The question of whether the Georgia Ports Authority is a “department or agency” of the State under the 1991 amendment is one of first impression. Although the majority relies on cases which suggest that the Authority enjoyed immunity under prior law, the majority acknowledges that “the question of whether the Authority is constitutionally entitled to immunity has not been directly addressed.” I would also point out that even if the Authority enjoyed immunity before the 1991 amendment, “[t]he Supreme Court has construed differently the same phrase contained in the pre-1991 amendment versus the post-1991 amendment for the apparent purpose of changing the impact of the GTCA.” Gilbert v. Richardson, 217 Ga. App. 612 (458 SE2d 405) (1995) (physical precedent only).
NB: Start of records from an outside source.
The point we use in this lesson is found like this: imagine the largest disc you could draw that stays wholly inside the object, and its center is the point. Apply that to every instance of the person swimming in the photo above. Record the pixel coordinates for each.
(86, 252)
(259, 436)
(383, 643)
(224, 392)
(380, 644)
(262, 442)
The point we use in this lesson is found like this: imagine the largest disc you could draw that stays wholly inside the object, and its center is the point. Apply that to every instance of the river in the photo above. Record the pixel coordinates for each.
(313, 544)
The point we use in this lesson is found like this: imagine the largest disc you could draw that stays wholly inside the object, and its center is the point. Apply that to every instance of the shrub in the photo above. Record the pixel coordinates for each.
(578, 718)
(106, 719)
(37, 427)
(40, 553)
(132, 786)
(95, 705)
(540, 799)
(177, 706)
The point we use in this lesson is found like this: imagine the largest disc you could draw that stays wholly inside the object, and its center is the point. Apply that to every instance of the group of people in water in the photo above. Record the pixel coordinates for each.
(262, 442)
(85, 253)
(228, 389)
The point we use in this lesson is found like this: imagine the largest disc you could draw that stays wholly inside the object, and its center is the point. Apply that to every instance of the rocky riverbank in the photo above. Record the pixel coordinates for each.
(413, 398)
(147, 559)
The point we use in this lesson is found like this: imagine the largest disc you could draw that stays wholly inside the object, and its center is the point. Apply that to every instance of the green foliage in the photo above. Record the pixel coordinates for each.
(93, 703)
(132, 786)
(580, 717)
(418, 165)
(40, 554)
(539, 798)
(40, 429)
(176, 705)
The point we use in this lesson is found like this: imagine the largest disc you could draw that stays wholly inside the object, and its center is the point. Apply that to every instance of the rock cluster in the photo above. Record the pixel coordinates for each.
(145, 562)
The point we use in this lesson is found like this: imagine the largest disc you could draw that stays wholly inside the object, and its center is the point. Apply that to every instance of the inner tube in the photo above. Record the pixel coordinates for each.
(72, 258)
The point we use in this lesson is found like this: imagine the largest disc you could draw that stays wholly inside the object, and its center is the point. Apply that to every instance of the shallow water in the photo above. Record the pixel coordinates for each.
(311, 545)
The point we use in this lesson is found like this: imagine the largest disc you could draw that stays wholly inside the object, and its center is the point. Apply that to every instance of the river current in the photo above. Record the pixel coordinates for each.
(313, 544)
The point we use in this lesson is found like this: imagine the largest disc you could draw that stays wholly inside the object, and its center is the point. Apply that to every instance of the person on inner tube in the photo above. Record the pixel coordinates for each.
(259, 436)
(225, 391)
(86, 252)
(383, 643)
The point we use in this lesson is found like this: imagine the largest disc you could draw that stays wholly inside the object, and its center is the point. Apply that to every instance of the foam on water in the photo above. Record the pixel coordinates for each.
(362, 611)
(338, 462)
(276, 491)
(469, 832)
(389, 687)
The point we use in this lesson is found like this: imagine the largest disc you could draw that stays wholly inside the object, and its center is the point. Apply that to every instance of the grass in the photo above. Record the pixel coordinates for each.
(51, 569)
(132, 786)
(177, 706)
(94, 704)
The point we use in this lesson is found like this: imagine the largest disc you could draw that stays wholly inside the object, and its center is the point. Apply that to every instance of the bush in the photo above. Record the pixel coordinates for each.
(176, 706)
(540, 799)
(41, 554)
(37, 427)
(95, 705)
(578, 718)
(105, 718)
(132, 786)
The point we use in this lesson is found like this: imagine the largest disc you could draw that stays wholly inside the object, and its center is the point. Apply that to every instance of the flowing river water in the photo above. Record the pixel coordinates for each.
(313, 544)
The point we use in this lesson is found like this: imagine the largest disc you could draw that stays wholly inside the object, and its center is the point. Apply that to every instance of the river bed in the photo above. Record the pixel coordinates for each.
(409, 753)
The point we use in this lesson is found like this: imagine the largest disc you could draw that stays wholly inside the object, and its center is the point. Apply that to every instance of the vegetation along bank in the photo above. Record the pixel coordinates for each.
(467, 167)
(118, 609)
Moreover, relying on past precedent leads to the conclusion that the Authority is not a department or agency of the State. Our Supreme Court has looked at entities with similar statutory attributes and concluded that “[wjhile [an] Authority is an instrumentality of the State, it is nevertheless not the State, nor a part of the State, nor an agency of the State. It is a mere creature of the State, having distinct corporate entity.” McLucas v. State Bridge Bldg. Auth., 210 Ga. 1, 6 (77 SE2d 531) (1953). In Thomas v. Hosp. Auth. of Clarke County &c., 264 Ga. 40, 41 (1) (440 SE2d 195) (1994), the court noted that in earlier cases it had “applied a narrow definition in determining what constitutes the state or a political division thereof, distinguishing the state and its political subdivisions from instrumentalities created by the state to carry out various functions.” Id. at 41 (1). See also id. at 41, n. 1. And it makes no difference in this analysis that the statute creating the authority provides that it will be performing “es*880sential governmental functions,”1 “[s]ince a hospital authority, though an instrumentality of government, is not, in any sense, an agency or department of the state, the nature of its function is irrelevant; it is not, by the language of the statute entitled to the protection of sovereign immunity.” Id. at 42. Applying the same considerations here, I would conclude that the Ports Authority is not entitled to the protection of sovereign immunity extended to the state, its departments and agencies, and that the trial court thus erred in dismissing plaintiffs’ complaint for failure to comply with the GTCA.
Decided July 14, 1995
Adams & Ellis, George L. Lewis, Lester B. Johnson III, for appellants.
Michael J. Bowers, Attorney General, John B. Ballard, Jr., Roland F. Matson, Senior Assistant Attorneys General, Ranitz, Mahoney, Coolidge & Mahoney, Thomas J. Mahoney III, R. Stephen Flagler, for appellee.
I find it unnecessary to address plaintiffs’ remaining enumeration of error, because I do not believe the GTCA applies to plaintiffs’ claims.
I am authorized to state that Presiding Judge McMurray and Judge Blackburn join in this dissent.

 As to hospital authorities, see OCGA § 31-7-75 and as to the Ports Authority, see OCGA § 52-2-37.